Ferns are an easy to grow houseplant and they come in a multitude of varieties. They are also very forgiving plants and make an excellent choice for first-time plant parents and children.
Light – Most varieties of ferns prefer low to moderate light, but there are some varieties that will actually prefer bright, indirect light such as Holly Fern, Asparagus Fern and Rabbit Fern.
Water – Keep soil evenly moist, but not soggy. Once the top inch of soil has dried, thoroughly saturate the soil. While most ferns are fairly forgiving, Maiden Hair is a variety that will not take too kindly to being under watered.
Soil – Well-draining potting soil, such as Espoma Potting Soil, is best. If your soil is drying out too quickly, mix in vermiculite to aid in water retention.
Temperature – Most ferns sold as houseplants are tropical and should be kept at temperatures between 60ׄ° and 70°. Those that are hardier to cooler climates, like the Japanese Painted Fern, can handle temperatures down into the lower 50° range. Protect ferns from drafts, especially in winter.
Humidity – Nearly all ferns want a lot of humidity.
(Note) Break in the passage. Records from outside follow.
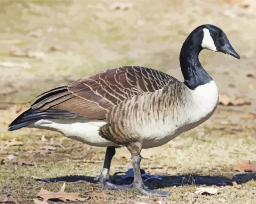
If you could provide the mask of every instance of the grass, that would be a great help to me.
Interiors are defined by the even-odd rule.
[[[234,62],[223,55],[204,51],[200,56],[202,65],[214,79],[220,93],[238,96],[252,104],[238,107],[218,106],[203,124],[161,147],[143,150],[142,167],[153,174],[231,176],[237,173],[234,164],[255,160],[255,101],[252,96],[256,85],[252,78],[246,76],[254,73],[255,59],[252,56],[246,56],[255,53],[255,48],[253,43],[246,46],[240,43],[254,39],[248,28],[253,28],[255,20],[246,17],[254,15],[254,6],[250,4],[250,9],[244,9],[240,2],[202,1],[191,6],[186,3],[186,9],[193,11],[193,15],[184,12],[185,3],[180,1],[132,2],[131,7],[123,10],[111,9],[111,1],[0,3],[1,17],[5,20],[0,22],[0,62],[16,63],[11,67],[0,66],[3,88],[0,90],[0,197],[10,194],[21,203],[32,203],[31,199],[41,187],[57,192],[63,184],[36,181],[35,177],[95,176],[102,167],[102,163],[93,161],[103,162],[104,148],[90,147],[51,131],[24,128],[7,132],[8,124],[28,107],[24,104],[47,90],[119,66],[156,68],[181,79],[178,60],[181,46],[191,31],[207,21],[225,30],[233,46],[242,54],[242,60]],[[236,13],[236,8],[239,7],[241,9]],[[228,19],[227,10],[237,15],[235,22]],[[216,11],[217,15],[212,15]],[[233,23],[227,26],[226,21],[220,19]],[[59,51],[51,51],[58,46]],[[21,57],[19,53],[29,57]],[[252,90],[248,88],[248,84],[252,85]],[[250,117],[246,117],[248,115]],[[23,145],[5,149],[7,141],[14,140],[23,142]],[[40,149],[45,145],[54,146],[56,149]],[[37,166],[19,166],[9,160],[10,155],[34,161]],[[84,159],[92,161],[74,161]],[[110,173],[125,171],[131,166],[127,151],[117,149]],[[216,187],[220,193],[210,196],[195,194],[195,187],[192,185],[168,187],[163,190],[172,195],[167,198],[142,196],[133,190],[102,191],[97,185],[85,181],[66,185],[67,191],[90,195],[90,203],[256,202],[256,185],[252,180],[243,184],[240,189]],[[102,192],[103,196],[93,194]]]
[[[22,111],[21,107],[23,110],[26,108],[23,105],[18,105],[0,110],[3,116],[0,119],[2,124],[0,147],[3,147],[6,141],[15,140],[24,143],[22,146],[9,146],[0,150],[0,158],[5,159],[4,164],[1,166],[1,194],[10,194],[20,200],[32,203],[31,199],[36,197],[42,187],[57,192],[63,184],[61,181],[53,183],[36,181],[35,177],[58,177],[69,175],[95,176],[100,173],[102,163],[93,163],[93,161],[103,162],[104,148],[89,146],[54,132],[29,128],[5,132],[8,121],[17,115],[17,110]],[[248,120],[253,119],[242,118],[243,113],[237,110],[236,115],[241,116],[238,123],[229,121],[229,126],[220,125],[221,118],[226,118],[224,116],[230,114],[230,108],[232,109],[219,106],[212,118],[203,125],[177,137],[169,144],[157,148],[143,150],[142,167],[153,174],[181,175],[193,173],[231,176],[237,173],[233,165],[243,160],[253,159],[256,153],[254,147],[256,141],[251,135],[255,129],[246,128]],[[234,130],[239,128],[242,131]],[[41,148],[46,145],[54,146],[56,149],[45,152]],[[19,166],[14,164],[7,158],[10,154],[15,155],[16,158],[33,161],[37,165]],[[124,148],[117,149],[110,173],[125,171],[131,168],[130,158],[127,150]],[[90,163],[75,161],[84,159],[92,161]],[[254,199],[253,196],[256,192],[255,183],[255,181],[249,181],[243,184],[240,189],[229,186],[216,187],[220,194],[210,196],[195,194],[196,187],[193,185],[168,187],[162,190],[169,191],[171,195],[167,198],[157,198],[156,200],[161,200],[163,203],[175,203],[178,201],[179,203],[217,203],[221,202],[218,199],[222,199],[227,203],[238,201],[246,203]],[[117,201],[134,203],[134,200],[147,203],[157,201],[154,201],[153,198],[142,196],[133,190],[102,191],[96,184],[85,181],[67,182],[66,191],[78,192],[81,196],[91,195],[93,198],[90,199],[90,203]],[[94,197],[92,194],[102,192],[105,197]]]

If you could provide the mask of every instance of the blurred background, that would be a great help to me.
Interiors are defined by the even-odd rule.
[[[180,49],[189,33],[205,24],[222,29],[241,59],[201,52],[200,62],[220,94],[215,113],[169,144],[144,151],[142,162],[152,173],[211,175],[234,173],[234,165],[256,160],[255,9],[252,1],[1,1],[2,187],[11,188],[10,180],[21,175],[28,179],[98,174],[104,148],[54,132],[7,132],[8,124],[43,92],[110,68],[144,66],[183,81]],[[37,167],[17,165],[22,158]],[[100,163],[74,162],[85,159]],[[131,167],[124,149],[113,161],[111,173]],[[10,174],[14,169],[16,173]]]

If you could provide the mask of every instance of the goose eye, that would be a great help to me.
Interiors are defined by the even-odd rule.
[[[213,33],[213,35],[214,35],[214,36],[216,36],[216,37],[219,36],[219,34],[217,32],[214,32]]]

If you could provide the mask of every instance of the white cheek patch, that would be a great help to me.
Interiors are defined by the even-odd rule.
[[[203,29],[203,31],[204,31],[204,37],[202,42],[202,47],[213,51],[217,51],[214,42],[210,34],[209,30]]]

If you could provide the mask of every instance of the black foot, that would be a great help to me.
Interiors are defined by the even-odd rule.
[[[140,188],[136,189],[136,191],[147,196],[157,196],[159,197],[165,197],[169,195],[169,192],[166,191],[159,191],[156,190],[151,190],[148,188]]]

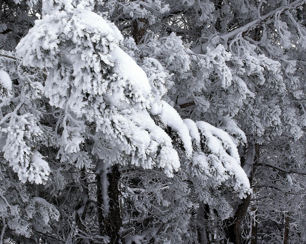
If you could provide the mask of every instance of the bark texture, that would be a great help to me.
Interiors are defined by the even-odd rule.
[[[105,182],[103,178],[106,175],[108,184],[107,187],[109,205],[108,212],[106,212],[104,207],[106,203],[103,202],[103,188],[106,186],[103,185],[103,182]],[[100,234],[109,237],[110,244],[124,244],[125,242],[124,239],[121,239],[119,233],[122,226],[118,186],[120,179],[120,173],[117,165],[111,166],[106,174],[101,172],[97,175],[97,204],[99,209],[98,218],[100,225]]]

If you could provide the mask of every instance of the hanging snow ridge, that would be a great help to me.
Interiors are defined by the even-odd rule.
[[[3,69],[0,69],[0,84],[8,91],[12,91],[12,80],[8,74]]]

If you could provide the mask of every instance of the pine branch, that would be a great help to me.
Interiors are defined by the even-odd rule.
[[[238,28],[228,33],[219,36],[219,37],[227,42],[229,40],[234,38],[237,36],[243,33],[248,33],[258,27],[259,26],[269,20],[274,18],[275,14],[280,14],[285,11],[296,9],[300,6],[306,3],[306,0],[297,0],[289,4],[280,7],[270,12],[269,13],[260,16],[253,21],[248,23],[243,26]],[[205,44],[194,47],[192,50],[195,51],[195,53],[197,52],[195,50],[203,51],[203,47],[206,46]]]
[[[301,169],[284,169],[276,165],[274,165],[273,164],[271,164],[268,163],[260,163],[258,164],[258,165],[261,165],[263,166],[270,167],[287,174],[297,174],[299,175],[306,175],[306,171],[303,170]]]
[[[258,19],[247,24],[245,25],[236,29],[228,33],[220,36],[220,38],[225,40],[231,39],[238,35],[246,32],[248,32],[253,30],[263,22],[274,17],[276,14],[280,14],[287,10],[296,9],[298,7],[306,3],[306,0],[297,0],[290,4],[282,6],[271,11],[269,13],[261,16]]]

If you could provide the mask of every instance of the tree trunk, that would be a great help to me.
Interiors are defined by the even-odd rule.
[[[231,218],[224,221],[225,237],[233,244],[243,244],[241,224],[245,216],[250,200],[249,195],[243,199],[242,202],[238,205],[233,219]]]
[[[251,225],[251,240],[250,244],[257,244],[257,231],[258,228],[258,223],[257,221],[257,209],[255,208],[252,208],[252,211],[254,212],[254,216],[252,218],[252,223]]]
[[[87,201],[88,197],[88,186],[86,178],[86,172],[84,167],[81,169],[80,172],[80,182],[82,184],[83,194],[82,201],[80,201],[76,205],[76,223],[80,235],[89,236],[86,227],[84,225],[86,217]],[[81,238],[78,238],[76,241],[76,243],[81,243],[83,242]]]
[[[290,234],[290,217],[288,216],[285,216],[284,227],[284,244],[289,244],[289,234]]]
[[[197,225],[197,233],[198,235],[198,241],[200,244],[209,244],[209,233],[206,227],[204,225],[204,222],[202,220],[205,220],[207,222],[209,216],[207,213],[209,212],[209,207],[208,204],[203,206],[200,204],[196,210],[196,218],[198,219]]]
[[[147,20],[144,18],[140,18],[133,21],[132,34],[136,44],[140,44],[143,42],[147,21]]]
[[[97,164],[104,163],[99,161]],[[118,186],[120,179],[118,165],[102,167],[99,170],[100,171],[97,175],[97,205],[100,235],[108,236],[110,244],[124,244],[124,239],[121,239],[119,233],[122,227],[122,220]],[[105,180],[105,177],[107,180]],[[108,186],[105,185],[107,184]]]
[[[250,180],[250,184],[252,185],[253,174],[258,163],[260,148],[259,144],[251,141],[249,142],[248,145],[248,157],[246,160],[243,156],[241,157],[241,164],[244,169],[246,171]],[[224,221],[225,237],[233,244],[243,244],[241,225],[250,205],[250,195],[248,195],[241,201],[242,202],[238,206],[234,218],[226,220]]]

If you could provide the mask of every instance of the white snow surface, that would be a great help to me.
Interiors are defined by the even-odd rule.
[[[8,91],[12,90],[12,80],[6,72],[0,69],[0,84]]]
[[[162,103],[162,109],[160,114],[162,120],[166,126],[177,133],[183,141],[187,156],[190,157],[192,155],[192,149],[188,127],[173,107],[164,101]]]

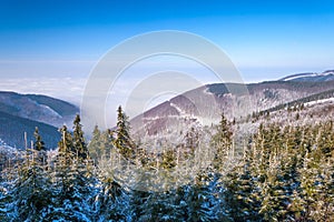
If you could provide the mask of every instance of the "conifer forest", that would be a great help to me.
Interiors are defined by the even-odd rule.
[[[117,127],[85,140],[80,117],[50,151],[1,158],[0,221],[334,221],[334,122],[237,123],[184,133],[180,144],[135,140]]]

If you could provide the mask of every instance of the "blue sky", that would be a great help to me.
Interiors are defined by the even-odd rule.
[[[247,82],[334,68],[330,0],[1,0],[0,78],[86,78],[115,44],[166,29],[218,44]]]

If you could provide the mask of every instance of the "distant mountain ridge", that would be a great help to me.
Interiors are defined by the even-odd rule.
[[[246,90],[239,90],[243,88]],[[139,137],[155,135],[164,131],[166,134],[166,132],[177,132],[194,125],[217,123],[222,113],[229,120],[240,120],[253,113],[284,109],[287,104],[294,104],[294,101],[301,103],[330,98],[333,94],[332,90],[334,90],[332,70],[322,74],[295,74],[278,81],[250,84],[207,84],[179,94],[135,117],[131,125],[134,133]]]
[[[0,91],[0,139],[7,145],[24,149],[24,132],[30,147],[38,127],[46,147],[53,149],[60,139],[58,129],[71,124],[77,113],[76,105],[59,99]]]
[[[334,80],[334,70],[326,70],[324,72],[306,72],[306,73],[297,73],[287,75],[282,78],[279,81],[312,81],[312,82],[324,82],[324,81],[333,81]]]
[[[47,95],[0,91],[0,111],[60,127],[63,123],[69,123],[79,112],[79,108]]]
[[[30,142],[35,141],[33,132],[36,127],[39,129],[39,133],[46,143],[48,149],[57,148],[58,141],[60,140],[60,133],[58,128],[11,115],[0,111],[0,138],[2,143],[12,148],[24,149],[24,132],[27,133],[27,145],[31,147]]]

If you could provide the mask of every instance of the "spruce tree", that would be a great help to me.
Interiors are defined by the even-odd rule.
[[[79,114],[76,115],[76,119],[73,121],[73,153],[82,160],[86,160],[88,158],[88,149],[85,142]]]
[[[232,135],[233,132],[230,130],[230,123],[227,121],[225,115],[222,114],[219,125],[217,127],[217,133],[212,139],[212,147],[215,150],[214,167],[216,169],[222,170],[224,168],[226,157],[230,154]]]
[[[134,158],[134,142],[130,138],[130,123],[128,117],[124,113],[121,107],[118,107],[117,110],[117,138],[115,140],[115,145],[119,152],[126,158]]]

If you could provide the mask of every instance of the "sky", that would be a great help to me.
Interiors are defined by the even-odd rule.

Regular misting, preferably in the morning, is a great way to meet those needs, or you can set the pot in a tray of water and pebbles. A bathroom is a great location for ferns as it’s the most humid room in your house.
Fertilization – Ferns are generally found on forest floors where they have access to lots of nutrients so it’s important to attempt to replicate that in your home. Fertilize regularly and, if possible, mix compost into the soil to provide extra nutrition. There is no need to fertilize during winter.
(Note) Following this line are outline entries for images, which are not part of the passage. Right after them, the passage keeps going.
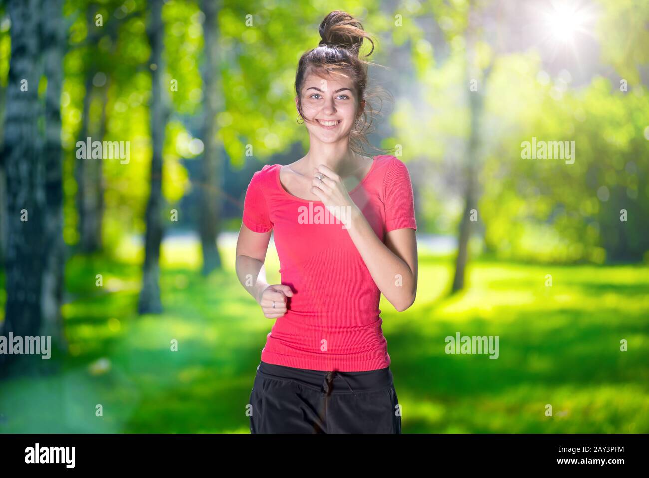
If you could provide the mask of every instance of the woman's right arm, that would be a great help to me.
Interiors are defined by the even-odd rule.
[[[261,306],[263,315],[274,319],[286,312],[286,297],[293,296],[293,292],[288,286],[282,284],[270,286],[266,282],[263,262],[270,240],[270,231],[255,233],[241,223],[237,239],[234,268],[239,282]]]
[[[257,301],[263,290],[268,287],[263,261],[266,258],[271,231],[254,233],[241,223],[237,239],[235,269],[239,282]]]

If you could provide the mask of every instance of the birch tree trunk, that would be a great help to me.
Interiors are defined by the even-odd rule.
[[[163,83],[164,26],[162,0],[153,0],[151,2],[147,35],[151,48],[149,64],[152,68],[151,127],[153,155],[151,158],[151,193],[147,203],[142,289],[138,305],[140,314],[159,314],[162,312],[159,283],[164,202],[162,196],[162,147],[168,116],[165,99],[167,86]]]
[[[63,303],[66,244],[63,240],[63,151],[61,145],[61,91],[63,57],[67,44],[63,0],[47,0],[41,23],[44,72],[47,77],[45,105],[45,215],[47,254],[43,275],[43,335],[51,336],[67,349],[61,305]]]
[[[38,124],[40,108],[38,0],[7,3],[11,60],[5,151],[6,174],[6,304],[3,335],[36,336],[42,323],[45,255],[45,160]],[[0,354],[0,370],[17,357]]]

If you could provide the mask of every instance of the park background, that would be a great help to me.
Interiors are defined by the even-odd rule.
[[[0,335],[55,347],[0,355],[0,432],[249,432],[272,320],[234,272],[243,199],[306,152],[295,68],[338,9],[415,191],[417,299],[380,307],[403,431],[649,432],[646,0],[0,2]]]

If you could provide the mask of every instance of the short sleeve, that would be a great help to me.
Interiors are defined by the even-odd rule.
[[[252,175],[243,200],[242,220],[246,227],[255,233],[267,233],[273,229],[262,187],[262,173],[258,171]]]
[[[415,197],[406,164],[392,157],[384,179],[386,232],[409,227],[417,230]]]

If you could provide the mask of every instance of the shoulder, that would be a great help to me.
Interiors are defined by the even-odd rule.
[[[406,163],[392,155],[381,155],[374,158],[374,160],[379,161],[377,166],[380,166],[384,171],[384,181],[390,181],[391,180],[398,179],[403,176],[410,178],[408,166]]]
[[[252,173],[252,178],[251,179],[251,184],[266,186],[269,181],[273,181],[276,170],[281,167],[281,164],[264,164],[262,169],[254,171]]]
Size – Size varies drastically from fern to fern, but most of the more common houseplant varieties average 3 to 4 feet tall at maturity.
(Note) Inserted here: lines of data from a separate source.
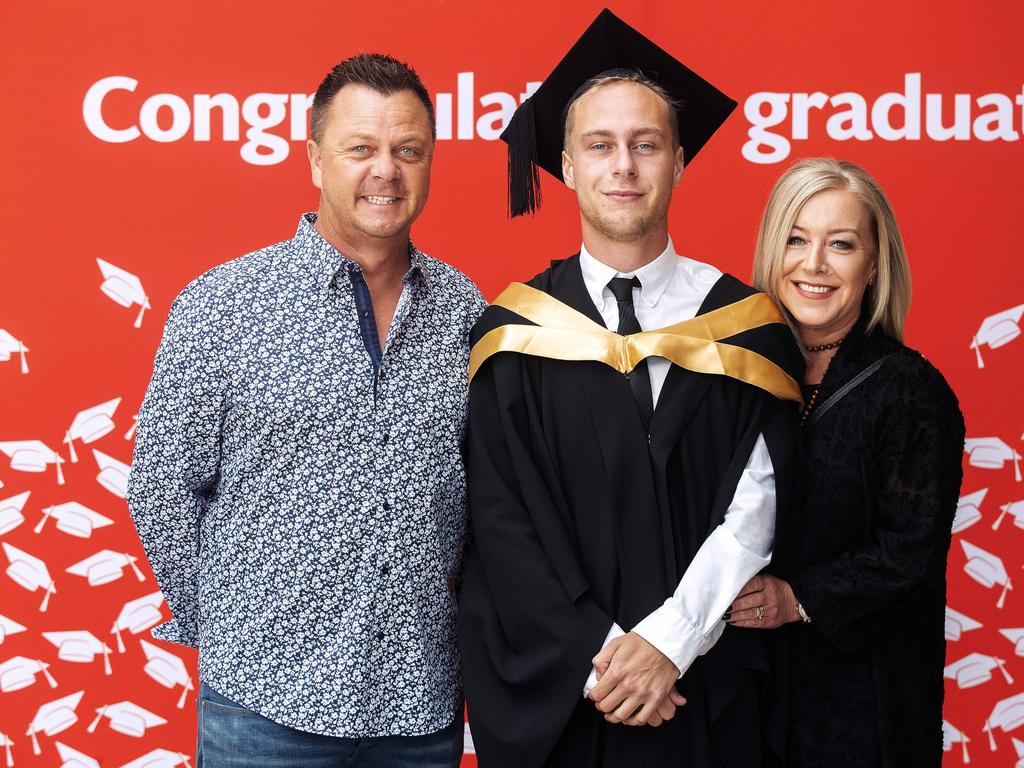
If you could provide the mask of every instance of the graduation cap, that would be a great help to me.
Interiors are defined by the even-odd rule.
[[[978,358],[978,368],[985,367],[985,360],[981,358],[982,345],[987,344],[989,349],[998,349],[1021,335],[1021,315],[1024,315],[1024,304],[996,312],[981,322],[981,328],[971,340],[971,348]]]
[[[12,656],[0,664],[0,691],[10,693],[14,690],[28,688],[36,682],[36,675],[42,674],[51,688],[57,687],[57,681],[49,673],[49,665],[38,658]]]
[[[124,569],[130,567],[135,578],[139,582],[145,581],[145,574],[138,569],[134,555],[126,552],[114,552],[103,549],[74,565],[68,566],[65,570],[73,575],[85,577],[89,581],[90,587],[98,587],[102,584],[116,582],[124,575]]]
[[[10,458],[10,468],[17,472],[45,472],[50,464],[57,465],[57,485],[63,485],[60,455],[41,440],[0,442],[0,453]]]
[[[98,406],[80,411],[72,421],[68,431],[65,432],[65,442],[71,455],[72,464],[78,463],[78,454],[75,452],[75,440],[82,442],[94,442],[105,434],[114,431],[114,413],[121,404],[121,398],[115,397],[113,400],[100,402]]]
[[[180,752],[171,752],[170,750],[154,750],[140,758],[132,760],[130,763],[125,763],[121,768],[175,768],[175,766],[179,765],[183,765],[184,768],[191,768],[191,763],[188,762],[187,755],[182,755]]]
[[[43,602],[39,605],[39,610],[45,611],[50,603],[50,595],[57,591],[56,585],[50,579],[50,571],[46,568],[46,563],[28,552],[10,546],[7,542],[3,543],[3,551],[9,563],[5,572],[11,581],[29,592],[35,592],[38,589],[45,591]]]
[[[31,495],[31,490],[26,490],[23,494],[0,501],[0,536],[13,530],[25,522],[25,515],[22,511],[25,509],[25,503],[29,501]]]
[[[0,645],[2,645],[3,641],[10,635],[16,635],[18,632],[25,632],[26,629],[26,627],[15,622],[13,618],[0,615]]]
[[[97,655],[103,656],[103,674],[110,675],[111,647],[91,632],[44,632],[43,637],[56,646],[57,658],[73,664],[92,664]]]
[[[996,608],[1001,608],[1007,599],[1007,591],[1014,588],[1006,565],[1002,564],[1002,559],[970,542],[961,540],[961,546],[964,548],[964,554],[967,555],[964,572],[986,589],[997,584],[1002,585],[1002,592],[999,593],[999,599],[995,603]]]
[[[602,10],[541,87],[512,115],[501,138],[509,145],[509,213],[540,207],[538,168],[562,180],[562,138],[569,104],[589,81],[640,72],[676,101],[683,161],[689,164],[736,102],[617,18]]]
[[[979,469],[1002,469],[1008,462],[1014,463],[1014,479],[1021,481],[1021,455],[998,437],[972,437],[964,440],[968,463]]]
[[[164,616],[160,612],[160,605],[163,602],[164,595],[158,590],[153,594],[145,595],[136,600],[129,600],[124,604],[121,612],[118,613],[117,620],[114,622],[114,627],[111,628],[111,634],[116,635],[118,639],[119,653],[125,652],[125,643],[121,637],[121,630],[128,630],[133,635],[137,635],[152,627],[156,627],[164,621]]]
[[[995,743],[996,728],[1009,733],[1022,725],[1024,725],[1024,693],[996,701],[992,714],[985,719],[985,727],[982,729],[988,734],[988,748],[992,752],[998,749]]]
[[[66,502],[46,507],[43,510],[43,516],[36,523],[35,531],[42,532],[43,526],[51,517],[57,521],[57,530],[62,530],[65,534],[79,539],[88,539],[95,528],[114,524],[114,520],[110,517],[93,512],[83,504]]]
[[[177,708],[183,709],[188,691],[194,690],[191,676],[188,669],[180,656],[176,656],[170,651],[166,651],[159,645],[154,645],[145,640],[139,640],[142,652],[145,654],[145,667],[142,671],[152,677],[165,688],[173,688],[175,685],[181,686],[181,695],[178,697]]]
[[[135,328],[142,327],[142,314],[150,308],[150,297],[145,295],[142,282],[131,272],[114,266],[109,261],[96,259],[99,271],[102,272],[103,282],[99,286],[108,298],[113,299],[121,306],[131,306],[138,304],[141,308],[135,317]]]
[[[96,717],[86,729],[89,733],[94,733],[99,721],[103,718],[110,720],[111,730],[124,733],[126,736],[141,738],[145,735],[146,728],[156,728],[167,721],[160,715],[155,715],[148,710],[143,710],[131,701],[118,701],[113,705],[103,705],[96,710]]]
[[[57,754],[60,756],[60,768],[99,768],[99,761],[84,752],[73,750],[59,741],[54,741],[53,745],[57,748]]]
[[[128,472],[131,471],[131,467],[95,449],[92,450],[92,457],[96,460],[96,465],[99,467],[96,482],[114,494],[114,496],[127,499]]]
[[[1008,685],[1014,684],[1014,679],[1007,672],[1007,663],[996,656],[987,656],[984,653],[968,653],[958,662],[946,665],[942,671],[942,676],[956,681],[956,687],[973,688],[976,685],[987,683],[992,679],[992,670],[998,669],[1002,673],[1002,678]]]
[[[70,696],[61,696],[48,703],[44,703],[36,711],[36,716],[29,724],[29,730],[25,732],[25,735],[32,738],[33,754],[42,755],[42,750],[39,749],[39,739],[36,737],[37,733],[54,736],[71,728],[78,722],[78,715],[75,714],[75,710],[78,708],[83,695],[85,695],[85,691],[80,690],[78,693],[72,693]]]
[[[987,494],[988,488],[982,488],[959,498],[959,501],[956,502],[956,515],[953,517],[952,532],[958,534],[966,530],[981,519],[981,503],[985,501]]]
[[[946,640],[959,640],[965,632],[980,629],[981,626],[981,622],[946,606]]]
[[[29,362],[25,358],[25,353],[28,351],[29,347],[0,328],[0,362],[6,362],[12,354],[18,354],[22,357],[22,373],[27,374]]]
Repotting – Ferns do not enjoy being pot-bound so you will want to repot them before they reach that state. Select a container with good drainage and no more than two sizes larger than the current pot.
Propagation – Ferns can be propagated by division or by cultivating the spores produced on the undersides of their leaves. Click here for a how-to-guide on spore propagation.
Toxicity – Most ferns are considered non-toxic to people and pets.